When I wrote about The Known World, I mentioned Edward P. Jones' all-seeing narrative voice, free of judgment. That voice is almost frustratingly present in Lost in the City - Jones might give you several of a character's thoughts and actions, but he never reduces it to something simple by tying a verbal bow around it. The reader is left to wonder, judge, extrapolate, and doubt. I might liken his short stories to those of Flannery O'Connor, but O'Connor's stories - many of them brutally depressing - seem to suggest we should be laughing at the same time we're crying. Jones doesn't open the door to humor in the same way, which probably suggests something real and depressing about the African-American condition.

Monday, February 9, 2015

Y: The Last Man



Y: The Last Man
by Brian K. Vaughan and Pia Guerra
read: 2015
Eisner Award

I finally finished reading Y: The Last Man after a break of several years. Vaughan created a post-apocalyptic world where all man save one have been killed by an unknown plague. Like much of the best science fiction, this new world serves a commentary on our world, in issues such as the role of women in the military and government, and the benefits and perils of cloning.
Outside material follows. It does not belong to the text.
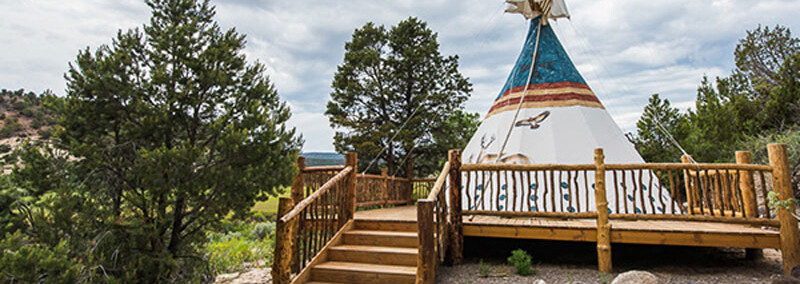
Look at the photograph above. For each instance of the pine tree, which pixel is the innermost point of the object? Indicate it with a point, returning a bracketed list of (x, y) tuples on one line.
[(389, 77), (171, 129)]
Ultimately, the tale Vaughan tells is Yorick's; like in The Handmaid's Tale, the story is a reminder that an individual's fate matters even amidst tremendous general upheaval.

Sunday, February 1, 2015

Inherent Vice



Inherent Vice
by Thomas Pynchon
read: 2015

Perhaps my favorite movie ever is The Big Lebowski, and it's easy to draw parallels between that film and Inherent Vice. Both feature noir-format stories with convoluted plots but a drug-addled hippie protagonist largely unable to comprehend them.

Do we need to stage an intervention at this point for Thomas Pynchon's predilection for writing lyrics for fake pop songs?